Anna no supo qué decir. Se dio cuenta de que tenía la boca completamente abierta, y la cerró de súbito, avergonzada. ¿A qué le tenía tanto miedo? ¿Por qué le ardían las mejillas como si les hubieran prendido fuego? Detrás de ella, el asistente continuaba con sus balbuceos sin lógica.
—Bienvenida a mi sueño, Anna —dijo la joven—. He estado esperándote.
Comenzó a incorporarse dentro de la imponente tina de color crema. La espuma rosada se movía con ella y se deslizaba por su cuerpo conforme se levantaba. Anna pudo comprobar, con una exuberante mezcla de horror, fascinación y aturdimiento, que estaba desnuda por completo. No había visto muchos cuerpos desnudos aparte del suyo, por lo menos no en la vida real; tanto los sueños como los programas de educación sexual se habían ocupado de ofrecerle unas cuantas imágenes interesantes, pero nada podía prepararla para aquello. Intentó mirar a la joven al rostro, pero no pudo evitar desviar los ojos durante una décima parte de segundo; actuaban solos, sin intervención de su voluntad. Cuando pudo, con apenas una sola ráfaga incompleta, ver el oscuro vello púbico de la chica, se sintió como en lo alto de aquel trampolín, el más alto de todos, aquel desde el que nunca se había atrevido a tirarse en la piscina. La sensación de vértigo era sobrecogedora. Tuvo que hacer un esfuerzo tremendo para conseguir articular palabra.

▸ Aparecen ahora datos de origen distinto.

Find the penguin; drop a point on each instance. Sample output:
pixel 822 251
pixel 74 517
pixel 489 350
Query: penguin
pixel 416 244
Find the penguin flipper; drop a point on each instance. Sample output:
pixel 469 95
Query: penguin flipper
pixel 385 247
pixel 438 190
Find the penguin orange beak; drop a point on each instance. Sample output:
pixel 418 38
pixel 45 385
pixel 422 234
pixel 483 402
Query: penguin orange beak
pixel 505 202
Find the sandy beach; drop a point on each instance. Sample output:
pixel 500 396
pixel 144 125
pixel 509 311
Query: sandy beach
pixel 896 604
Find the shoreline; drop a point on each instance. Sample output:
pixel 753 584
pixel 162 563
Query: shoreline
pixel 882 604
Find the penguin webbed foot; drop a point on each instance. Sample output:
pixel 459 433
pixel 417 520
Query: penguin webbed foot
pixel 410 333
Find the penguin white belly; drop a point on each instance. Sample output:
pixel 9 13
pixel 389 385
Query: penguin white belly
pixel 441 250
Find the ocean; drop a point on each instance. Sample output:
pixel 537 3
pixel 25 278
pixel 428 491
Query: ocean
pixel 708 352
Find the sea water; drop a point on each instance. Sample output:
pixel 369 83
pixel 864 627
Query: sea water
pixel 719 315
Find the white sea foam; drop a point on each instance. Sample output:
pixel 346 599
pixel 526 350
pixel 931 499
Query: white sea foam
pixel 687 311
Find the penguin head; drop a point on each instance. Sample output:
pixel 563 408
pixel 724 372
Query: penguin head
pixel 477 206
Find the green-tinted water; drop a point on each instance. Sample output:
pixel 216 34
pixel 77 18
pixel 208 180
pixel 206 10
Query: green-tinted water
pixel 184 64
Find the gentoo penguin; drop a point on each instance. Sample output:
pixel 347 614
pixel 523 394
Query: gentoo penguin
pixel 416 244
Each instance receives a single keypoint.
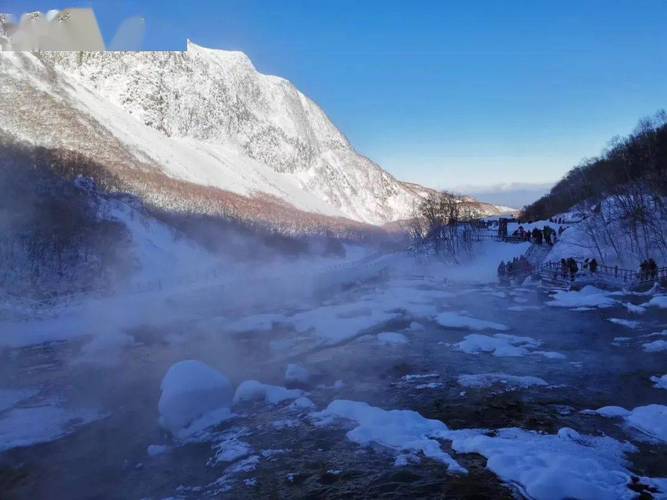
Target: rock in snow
(191, 389)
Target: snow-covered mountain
(206, 117)
(200, 130)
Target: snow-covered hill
(206, 117)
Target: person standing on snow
(593, 265)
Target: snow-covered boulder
(189, 390)
(296, 374)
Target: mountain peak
(226, 57)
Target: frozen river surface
(512, 391)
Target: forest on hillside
(636, 163)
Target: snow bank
(589, 296)
(295, 374)
(392, 338)
(483, 380)
(191, 389)
(398, 430)
(454, 320)
(563, 465)
(252, 390)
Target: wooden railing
(610, 274)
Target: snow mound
(399, 430)
(563, 465)
(252, 390)
(295, 374)
(191, 389)
(589, 296)
(454, 320)
(483, 380)
(392, 338)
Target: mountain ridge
(205, 118)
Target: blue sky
(447, 94)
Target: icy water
(285, 453)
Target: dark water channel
(108, 458)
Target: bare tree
(446, 225)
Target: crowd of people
(518, 266)
(547, 235)
(569, 267)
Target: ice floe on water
(189, 390)
(252, 390)
(11, 397)
(391, 338)
(655, 346)
(553, 466)
(295, 374)
(502, 345)
(651, 420)
(334, 324)
(456, 320)
(628, 323)
(660, 382)
(413, 377)
(541, 466)
(658, 301)
(40, 424)
(259, 323)
(484, 380)
(523, 308)
(588, 297)
(397, 430)
(633, 308)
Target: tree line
(638, 161)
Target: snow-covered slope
(209, 118)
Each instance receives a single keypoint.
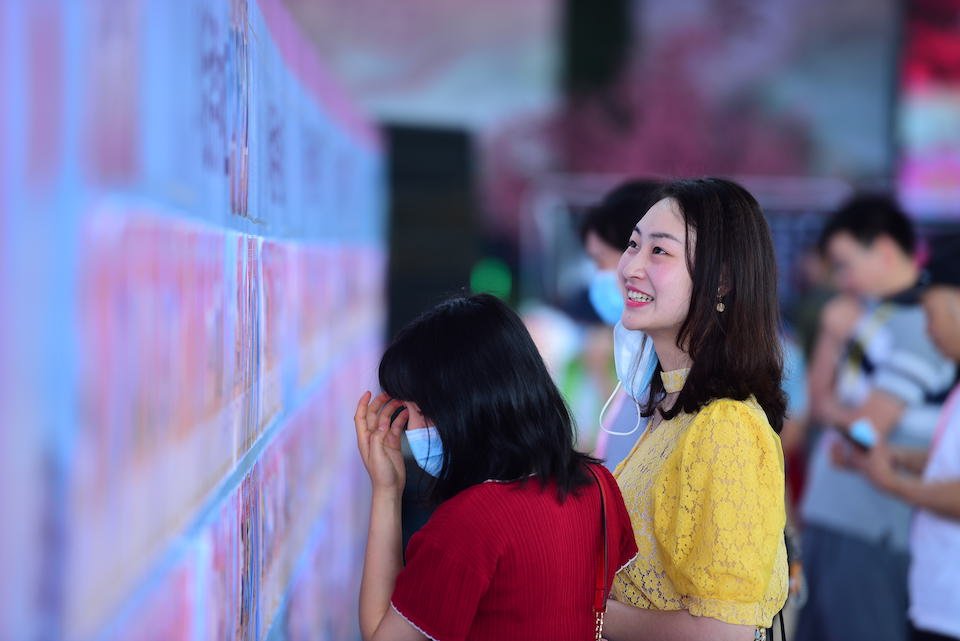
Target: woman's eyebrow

—¿Quién eres? ¿Por qué estabas en mi sueño?
La joven tenía los brazos cruzados sobre su pecho, en una postura que Anna no sabía si era de modestia o de simple comodidad, pero que agradecía. Bastante tenía con que sus ojos no se perdieran por otros lugares. Su actitud para con otros cuerpos femeninos solía ser comparativa: ¿tenían más o menos vello, más o menos claro? ¿Tenían el pecho más grande, más redondo, más pequeño? ¿Tenían el ombligo hacia dentro o hacia fuera, piernas anchas o delgadas? Pero aquello no tenía nada de analítico; era un pánico inexplicable a mirar hacia abajo, a volver a descubrir de refilón aquel secreto ajeno. Seguía notando el calor incandescente de sus mejillas. Sabía que estaría roja, encendida, y eso no hacía más que empeorarlo.
La joven abrió de nuevo su boca pequeña, aquellos labios encarnados. Estaban pintados de un rojo intenso, y las ojeras habían desaparecido de su rostro. Era como una versión idealizada de la misma chica a la que había visto tendida en una cabina. «Todos nos vemos más guapos en sueños», se dijo Anna.
—Me llamo Lydia, o eso creo. Llevo aquí mucho, mucho tiempo. Pero creo que mi nombre era Lydia, sí. Y tú eres Anna. —Sonrió de nuevo con los ojos muy abiertos, con pupilas dilatadas donde uno podría ahogarse—. Preciosa, dulce Anna, con su madre malvada y su vida aburrida. —Aunque las palabras parecían casi burlonas, la sonrisa sincera y los ojos brillantes de la joven las contradecían. Había algo de lástima en su voz. Anna reunió coraje de nuevo y habló:
—¿Qué es este lugar? ¿Por qué estás aquí?
La sonrisa desapareció y se convirtió en una mueca de pena, de tristeza.
—Esto es una granja, Anna. Aquí cosechan nuestros sueños. Nos encierran en nuestras propias cabezas, nos atan a las camas durante años, solo para que vosotros podáis soñar las cosas más bonitas, las imágenes más maravillosas, los días más espléndidos.
No supo qué contestar. Las preguntas se agolpaban en su mente. ¿Granja? ¿Sueños para los demás? No tenía sentido. ¿Acaso los sueños no eran programas creados por personas como los empleados del Departamento de Descanso y Bienestar, o incluso los ilegales como el padre de Ismael?
La chica dejó caer la cabeza hacia un lado, con un mohín que podría haber sido de coquetería. Abrió los brazos y consiguió perturbarla más si cabía: su pecho generoso, curvo y dominante se movía con cada uno de sus gestos.
—Necesito tu ayuda.
Anna asintió. Al fin y al cabo, era para lo que había venido.